Taking place in lab and garage environments, associate’s degrees in diesel technology require students to complete certain coursework, such as:
- AC systems
- Power trains
- Electrical systems
- Power transmissions
- Heavy duty brakes
- Diesel engine technology
- Fuel systems
Aspiring diesel mechanics who wish to further their education and enter into a management role at an upstanding company can enroll in a bachelor’s degree program.
Earning a bachelor’s degree in diesel technology requires students to learn the core fundamentals in diesel repair techniques and methodologies.
Students will need to complete a variety of coursework, including subjects in humanities, natural sciences, and mathematics.
Courses can also cover:
- Welding theory
- Heavy duty automatics
- Diesel electrical systems
- Hydraulics and pneumatics
- Diesel engines lab
- Diesel shop management
- Diesel fuel systems
- Diesel shop management
- AC and heating systems
Certification in Oregon
Even though Oregon does not require individuals to earn their certification in order to work legally, most employers prefer to hire diesel mechanics that are specially certified in diesel technology, which shows the mechanic upholds the national standards in diesel technology.

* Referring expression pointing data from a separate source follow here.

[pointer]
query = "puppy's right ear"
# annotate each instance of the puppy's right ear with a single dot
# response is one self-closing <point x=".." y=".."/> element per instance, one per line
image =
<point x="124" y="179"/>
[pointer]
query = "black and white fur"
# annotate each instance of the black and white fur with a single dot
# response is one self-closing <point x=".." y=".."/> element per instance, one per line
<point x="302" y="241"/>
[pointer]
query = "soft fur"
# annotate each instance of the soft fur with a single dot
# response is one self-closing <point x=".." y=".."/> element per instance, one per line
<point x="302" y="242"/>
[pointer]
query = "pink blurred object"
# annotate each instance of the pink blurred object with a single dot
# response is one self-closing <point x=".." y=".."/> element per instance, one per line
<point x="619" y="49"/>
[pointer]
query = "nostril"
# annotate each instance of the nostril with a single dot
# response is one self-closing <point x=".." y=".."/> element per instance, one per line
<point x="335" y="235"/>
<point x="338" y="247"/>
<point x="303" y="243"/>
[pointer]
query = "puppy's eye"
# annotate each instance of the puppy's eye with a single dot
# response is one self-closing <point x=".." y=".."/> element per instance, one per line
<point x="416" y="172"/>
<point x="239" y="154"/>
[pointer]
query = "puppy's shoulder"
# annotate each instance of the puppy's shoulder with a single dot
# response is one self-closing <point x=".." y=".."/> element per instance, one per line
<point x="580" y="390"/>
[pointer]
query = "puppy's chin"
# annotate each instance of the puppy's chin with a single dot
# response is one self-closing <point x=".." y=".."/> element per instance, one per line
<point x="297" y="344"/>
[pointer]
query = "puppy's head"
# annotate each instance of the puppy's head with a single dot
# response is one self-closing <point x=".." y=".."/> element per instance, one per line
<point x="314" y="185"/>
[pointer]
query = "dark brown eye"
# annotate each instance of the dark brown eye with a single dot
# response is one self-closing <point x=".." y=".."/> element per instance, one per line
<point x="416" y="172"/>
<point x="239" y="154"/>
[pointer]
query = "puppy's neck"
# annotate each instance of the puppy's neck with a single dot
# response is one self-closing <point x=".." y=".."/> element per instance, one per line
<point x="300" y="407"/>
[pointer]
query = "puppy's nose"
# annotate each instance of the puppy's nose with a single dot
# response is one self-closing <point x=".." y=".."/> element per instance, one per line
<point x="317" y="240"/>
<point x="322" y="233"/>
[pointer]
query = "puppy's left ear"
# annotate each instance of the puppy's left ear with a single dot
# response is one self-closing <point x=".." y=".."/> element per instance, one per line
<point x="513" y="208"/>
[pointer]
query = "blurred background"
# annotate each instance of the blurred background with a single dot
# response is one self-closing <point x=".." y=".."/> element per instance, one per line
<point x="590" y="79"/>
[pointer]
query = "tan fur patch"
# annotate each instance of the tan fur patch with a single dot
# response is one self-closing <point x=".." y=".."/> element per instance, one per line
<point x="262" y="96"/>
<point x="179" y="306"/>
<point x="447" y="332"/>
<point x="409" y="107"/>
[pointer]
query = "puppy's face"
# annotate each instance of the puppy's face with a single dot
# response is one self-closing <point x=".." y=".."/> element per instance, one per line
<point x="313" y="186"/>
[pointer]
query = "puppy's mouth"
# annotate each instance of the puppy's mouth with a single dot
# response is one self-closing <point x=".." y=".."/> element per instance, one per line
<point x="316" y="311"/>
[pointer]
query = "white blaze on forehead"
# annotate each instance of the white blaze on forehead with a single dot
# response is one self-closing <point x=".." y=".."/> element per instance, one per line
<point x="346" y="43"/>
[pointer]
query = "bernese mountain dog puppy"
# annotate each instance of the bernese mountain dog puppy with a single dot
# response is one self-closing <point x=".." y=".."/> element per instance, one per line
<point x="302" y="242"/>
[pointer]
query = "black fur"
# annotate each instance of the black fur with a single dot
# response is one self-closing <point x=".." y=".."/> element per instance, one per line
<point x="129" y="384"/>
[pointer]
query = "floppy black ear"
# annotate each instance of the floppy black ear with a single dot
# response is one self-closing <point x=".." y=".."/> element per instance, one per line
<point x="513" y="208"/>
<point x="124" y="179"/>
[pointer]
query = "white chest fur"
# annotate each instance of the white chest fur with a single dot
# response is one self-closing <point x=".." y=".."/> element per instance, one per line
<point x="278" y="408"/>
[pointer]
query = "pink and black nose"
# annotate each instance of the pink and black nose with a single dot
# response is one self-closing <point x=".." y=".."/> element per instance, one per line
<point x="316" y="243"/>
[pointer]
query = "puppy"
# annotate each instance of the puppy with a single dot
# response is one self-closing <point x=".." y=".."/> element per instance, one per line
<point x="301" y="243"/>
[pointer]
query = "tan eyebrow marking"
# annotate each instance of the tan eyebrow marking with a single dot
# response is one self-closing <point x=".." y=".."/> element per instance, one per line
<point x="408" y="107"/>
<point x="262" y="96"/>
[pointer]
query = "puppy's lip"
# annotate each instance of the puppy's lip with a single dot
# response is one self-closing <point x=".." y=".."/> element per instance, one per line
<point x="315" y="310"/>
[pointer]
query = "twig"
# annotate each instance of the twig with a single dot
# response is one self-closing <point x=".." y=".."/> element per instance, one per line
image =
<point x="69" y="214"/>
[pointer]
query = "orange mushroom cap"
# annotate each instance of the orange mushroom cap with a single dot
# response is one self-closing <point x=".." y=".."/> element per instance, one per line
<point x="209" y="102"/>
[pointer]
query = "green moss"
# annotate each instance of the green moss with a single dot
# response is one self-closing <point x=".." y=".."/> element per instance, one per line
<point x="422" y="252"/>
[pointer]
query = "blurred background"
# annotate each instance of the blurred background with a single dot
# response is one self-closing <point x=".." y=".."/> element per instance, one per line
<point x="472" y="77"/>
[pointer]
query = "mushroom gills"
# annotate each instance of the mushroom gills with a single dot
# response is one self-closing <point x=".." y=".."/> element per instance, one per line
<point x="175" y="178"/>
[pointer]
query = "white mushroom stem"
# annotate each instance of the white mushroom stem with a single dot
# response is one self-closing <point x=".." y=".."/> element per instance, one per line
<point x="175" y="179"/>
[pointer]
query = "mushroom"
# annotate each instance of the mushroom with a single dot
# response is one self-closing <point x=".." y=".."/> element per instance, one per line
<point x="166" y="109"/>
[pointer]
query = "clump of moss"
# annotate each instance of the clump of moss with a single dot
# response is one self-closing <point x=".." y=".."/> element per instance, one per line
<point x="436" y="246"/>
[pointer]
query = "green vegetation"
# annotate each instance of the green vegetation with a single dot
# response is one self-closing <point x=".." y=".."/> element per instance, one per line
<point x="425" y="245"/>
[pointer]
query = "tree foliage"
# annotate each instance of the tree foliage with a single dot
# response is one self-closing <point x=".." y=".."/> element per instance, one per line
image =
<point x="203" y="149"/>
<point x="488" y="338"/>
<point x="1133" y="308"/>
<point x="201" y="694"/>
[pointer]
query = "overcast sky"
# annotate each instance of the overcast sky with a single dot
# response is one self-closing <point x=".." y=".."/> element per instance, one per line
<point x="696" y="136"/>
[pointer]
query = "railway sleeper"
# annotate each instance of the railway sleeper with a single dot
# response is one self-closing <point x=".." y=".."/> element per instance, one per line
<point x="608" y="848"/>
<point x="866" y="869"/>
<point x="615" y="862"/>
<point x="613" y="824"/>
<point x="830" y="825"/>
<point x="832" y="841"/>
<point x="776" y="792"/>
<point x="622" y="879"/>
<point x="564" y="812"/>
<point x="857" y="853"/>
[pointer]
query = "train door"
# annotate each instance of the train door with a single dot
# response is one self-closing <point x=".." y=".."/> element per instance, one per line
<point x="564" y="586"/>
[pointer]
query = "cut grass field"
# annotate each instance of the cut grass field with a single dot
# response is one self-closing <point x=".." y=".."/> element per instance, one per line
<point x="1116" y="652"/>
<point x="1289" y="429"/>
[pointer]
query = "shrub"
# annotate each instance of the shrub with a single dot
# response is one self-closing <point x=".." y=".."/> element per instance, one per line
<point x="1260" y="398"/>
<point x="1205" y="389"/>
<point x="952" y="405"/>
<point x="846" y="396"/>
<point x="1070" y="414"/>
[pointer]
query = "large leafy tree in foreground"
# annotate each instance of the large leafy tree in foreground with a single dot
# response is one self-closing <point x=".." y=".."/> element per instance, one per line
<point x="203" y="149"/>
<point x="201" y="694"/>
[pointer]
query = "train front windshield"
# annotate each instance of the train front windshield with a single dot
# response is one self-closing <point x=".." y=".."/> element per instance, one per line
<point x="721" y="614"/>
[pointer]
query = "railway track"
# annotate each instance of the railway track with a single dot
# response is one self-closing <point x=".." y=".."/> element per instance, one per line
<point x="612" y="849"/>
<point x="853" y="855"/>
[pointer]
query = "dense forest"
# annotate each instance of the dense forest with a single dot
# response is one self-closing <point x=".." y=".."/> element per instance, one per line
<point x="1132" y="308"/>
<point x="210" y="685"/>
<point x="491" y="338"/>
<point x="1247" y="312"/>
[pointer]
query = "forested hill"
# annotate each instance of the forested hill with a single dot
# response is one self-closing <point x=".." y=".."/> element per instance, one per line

Diesel mechanics can earn their certification in a specialized sector of this industry by taking an exam through the National Institute for Automotive Service Excellence (ASE), certifying individuals in steering systems, brakes, preventative maintenance, or electrical systems.
Diesel mechanics who have earned their certification in diesel technology will increase their chances of obtaining a higher paid position at a company in Oregon.
According to the Bureau of Labor Statistics (BLS), about 3,300 diesel mechanics are employed in Oregon, allowing them to earn a mean salary of $44,040 annually.
The BLS reports that employment in this industry is expected to grow by 15 percent between 2010 and 2020, providing 35,200 more jobs for potential candidates.
Diesel mechanics can work in a variety of settings, depending on the location and available position.
Employment opportunities may include:
- On-site Diesel Mechanics: Most on-site diesel mechanics work for companies that have diesel-powered generators or engines, ensuring the engines work properly in the event of a power failure.
- Local Garages: Some diesel mechanics who work in local garages repair private cargo and passenger vehicles, while others perform evaluations of diesel-powered vehicles to make sure the vehicles meet emission control standards.
- Commercial Fleet Mechanics: Diesel mechanics who are employed by commercial cargo companies work on truck fleet maintenance, requiring them to effectively repair the diesel-powered engines.
Whether the available position is at a train depot or in a local garage, diesel mechanics are vital to the commerce industry, opening various employment opportunities throughout the nation. Those who wish to find a higher paying position at an upstanding company in Oregon need to enroll in an accredited diesel technology program.